No matter how much you test a self-driving car, it isn’t enough. There are too many situations the artificial intelligence system has to train for and not enough testing time on the highways. So Nvidia has created Drive Constellation, a simulation platform that tests autonomous vehicles in virtual reality. Nvidia said the system will let it test the AI for self-driving cars by driving billions of miles in VR simulations.

Announced at the GTC event in San Jose, California, the technology is a fusion of two very different technologies enabled by Nvidia’s graphics processing units (GPUs): self-driving cars and VR. (We predicted this kind of system at our GamesBeat Summit 2017 event, as car software makers used games to simulate conditions for self-driving cars.)

The cloud-based system for testing autonomous vehicles using photorealistic simulation can create a safer, more scalable method for bringing self-driving cars to the roads. Speaking at the opening keynote of GTC 2018, Nvidia CEO Jensen Huang announced that the Constellation runs on two different kinds of servers.

“We at Nvidia are dedicating ourselves to solve this problem,” Huang said on stage. “It is just so important. It’s a safety problem.”

He referenced an incident last week where a pedestrian died after being struck by a self-driving car in Arizona.

The first server runs Nvidia Drive Sim software to simulate a self-driving vehicle’s sensors, such as cameras, lidar, and radar. The second contains a powerful Nvidia Drive Pegasus AI car computer that runs the complete autonomous vehicle software stack and processes the simulated data as if it were coming from the sensors of a car driving on the road.

Above: VR test driving for self-driving cars.

Image Credit: Dean Takahashi/Nvidia

“Deploying production self-driving cars requires a solution for testing and validating on billions of driving miles to achieve the safety and reliability needed for customers,” said Rob Csongor, vice president of automotive at Nvidia. “With Drive Constellation, we’ve accomplished that by combining our expertise in visual computing and datacenters. With virtual simulation, we can increase the robustness of our algorithms by testing on billions of miles of custom scenarios and rare corner cases, all in a fraction of the time and cost it would take to do so on physical roads.”

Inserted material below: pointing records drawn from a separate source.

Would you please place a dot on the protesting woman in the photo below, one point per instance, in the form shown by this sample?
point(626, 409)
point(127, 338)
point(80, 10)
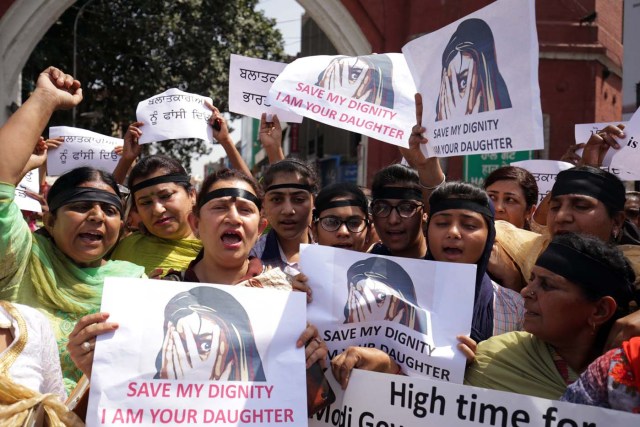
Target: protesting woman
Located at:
point(227, 219)
point(61, 270)
point(569, 312)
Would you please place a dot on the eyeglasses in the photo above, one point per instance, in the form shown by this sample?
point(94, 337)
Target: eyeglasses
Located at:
point(355, 224)
point(383, 209)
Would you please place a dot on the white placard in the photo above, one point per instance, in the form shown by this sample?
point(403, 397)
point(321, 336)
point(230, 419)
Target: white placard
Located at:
point(545, 172)
point(247, 365)
point(479, 82)
point(249, 82)
point(31, 182)
point(372, 95)
point(374, 399)
point(81, 148)
point(626, 160)
point(174, 114)
point(411, 309)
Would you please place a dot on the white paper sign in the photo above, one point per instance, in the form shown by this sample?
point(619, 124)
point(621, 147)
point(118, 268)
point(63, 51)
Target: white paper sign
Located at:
point(247, 369)
point(479, 82)
point(174, 114)
point(626, 160)
point(31, 182)
point(81, 148)
point(411, 309)
point(372, 95)
point(583, 132)
point(545, 172)
point(374, 399)
point(249, 82)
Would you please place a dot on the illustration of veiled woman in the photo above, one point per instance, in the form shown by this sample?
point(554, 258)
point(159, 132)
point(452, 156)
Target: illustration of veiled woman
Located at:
point(367, 78)
point(470, 81)
point(380, 289)
point(208, 336)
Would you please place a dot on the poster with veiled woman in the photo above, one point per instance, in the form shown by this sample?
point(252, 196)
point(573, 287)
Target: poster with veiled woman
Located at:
point(479, 82)
point(193, 353)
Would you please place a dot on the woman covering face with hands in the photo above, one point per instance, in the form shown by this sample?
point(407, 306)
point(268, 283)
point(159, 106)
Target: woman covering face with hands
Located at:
point(208, 336)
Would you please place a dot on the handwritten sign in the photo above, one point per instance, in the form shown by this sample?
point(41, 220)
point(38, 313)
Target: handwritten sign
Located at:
point(249, 82)
point(627, 158)
point(410, 309)
point(583, 132)
point(372, 95)
point(374, 399)
point(81, 148)
point(174, 114)
point(204, 354)
point(31, 182)
point(484, 96)
point(545, 172)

The simulation server is powered by Nvidia GPUs, each generating a stream of simulated sensor data, which feeds into the Drive Pegasus for processing.

Huang showed a demo on stage, where a human driver in VR drove a real car. That real car was outside in the parking lot, and he drove it while in VR, remotely.

“That’s like several layers of Inception,” Huang said.

Above: Nvidia expects every vehicle to be autonomous.

Image Credit: Dean Takahashi

Driving commands from Drive Pegasus are fed back to the simulator, completing the digital feedback loop. This “hardware-in-the-loop” cycle, which occurs 30 times a second, is used to validate that algorithms and software running on Pegasus are operating the simulated vehicle correctly.

The Drive Sim software generates photorealistic data streams to create a vast range of testing environments. It can simulate different weather conditions, such as rainstorms and snowstorms; blinding glare at different times of the day and limited vision at night; and all different types of road surfaces and terrain. Dangerous situations can be scripted in simulation to test the autonomous car’s ability to react, without ever putting anyone in harm’s way.

“Autonomous vehicles need to be developed with a system that covers training to testing to driving,” said Luca De Ambroggi, research and analyst director at IHS Markitk, in a statement. “Nvidia’s end-to-end platform is the right approach. Drive Constellation for virtually testing and validating will bring us a step closer to the production of self-driving cars.”

Above: Nvidia has 370 Drive partners.

Image Credit: Dean Takahashi

Drive Constellation will be available to early access partners in the third quarter of 2018.

Huang said the neural network has to be trained with precision, and that requires an end-to-end platform, from data collection by sensors to driving the car.

He said that the U.S. has 770 accidents per billion miles. But a fleet of 20 test cars can only cover a million miles per year. That’s not enough to capture all of the potential problems that can cause accidents.

Nvidia has 370 partners developing self-driving cars and components for it using Nvidia Drive.